Double OIympic champion Mo Farah will return to his roots when he opens his 2015 racing schedule at the international Great Edinburgh XCountry at Holyrood Park in Edinburgh on Saturday 10 January.

Farah, who forged his distance running reputation as a winter mudlark and the reigning World, Olympic and European 5,000m and 10,000m champion will be contesting his first cross country race for four years when he lines up in the televised new year event in the Scottish capital, part of the prestigious IAAF Cross Country Permit series.

As a 15-year-old, Farah made his name on the national scene as a runaway winner of the intermediate boys’ race at the 1999 English Schools’ Cross Country Championships in Luton. Seven years later, in 2006, he claimed his first international title when he won the senior men’s race at the European Cross Country Championships at San Giorgio su Lugano in Italy.

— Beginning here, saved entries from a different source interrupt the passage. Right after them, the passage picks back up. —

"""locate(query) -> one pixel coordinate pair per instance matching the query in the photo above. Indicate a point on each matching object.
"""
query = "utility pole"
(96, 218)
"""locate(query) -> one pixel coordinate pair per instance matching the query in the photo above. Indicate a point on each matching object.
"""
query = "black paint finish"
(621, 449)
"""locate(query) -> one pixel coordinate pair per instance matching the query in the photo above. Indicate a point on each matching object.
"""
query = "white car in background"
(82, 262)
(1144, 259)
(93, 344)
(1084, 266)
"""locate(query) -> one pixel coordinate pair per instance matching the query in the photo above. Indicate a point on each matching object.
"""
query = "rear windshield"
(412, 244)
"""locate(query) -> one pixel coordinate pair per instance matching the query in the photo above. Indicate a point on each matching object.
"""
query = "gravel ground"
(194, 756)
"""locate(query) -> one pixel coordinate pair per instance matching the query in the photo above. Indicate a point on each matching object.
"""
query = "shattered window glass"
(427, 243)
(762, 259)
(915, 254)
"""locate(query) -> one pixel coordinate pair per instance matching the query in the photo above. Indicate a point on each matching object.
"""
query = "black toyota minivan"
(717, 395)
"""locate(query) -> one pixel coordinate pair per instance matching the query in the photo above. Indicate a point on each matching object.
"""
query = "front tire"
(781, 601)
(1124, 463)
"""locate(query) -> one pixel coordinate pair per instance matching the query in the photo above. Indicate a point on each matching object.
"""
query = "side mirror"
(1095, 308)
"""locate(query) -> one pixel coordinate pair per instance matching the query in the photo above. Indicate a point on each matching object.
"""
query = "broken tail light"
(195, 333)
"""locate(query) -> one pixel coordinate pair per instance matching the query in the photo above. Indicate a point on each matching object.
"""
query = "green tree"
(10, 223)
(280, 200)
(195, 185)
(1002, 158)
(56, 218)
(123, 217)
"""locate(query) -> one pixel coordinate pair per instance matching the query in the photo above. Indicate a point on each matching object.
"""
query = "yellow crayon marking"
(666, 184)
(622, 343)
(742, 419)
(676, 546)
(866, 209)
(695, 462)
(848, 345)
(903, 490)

Now, as he prepares for a 2015 summer track season in which he intends to defend his World Championship 5,000m and 10,000m crowns in Beijing, the 31-year-old home hero of London 2012 will be laying the groundwork with his first cross country race since he triumphed in the 8k Great Edinburgh International race in January 2011.

“Next year will be an important year for me and I’m looking forward to returning to the Great Edinburgh Cross Country to kick off my season. For many years I ran cross country to build my base for the summer track season and it will be nice to return to Edinburgh and try to repeat my winning run of 2011 there.” said Farah.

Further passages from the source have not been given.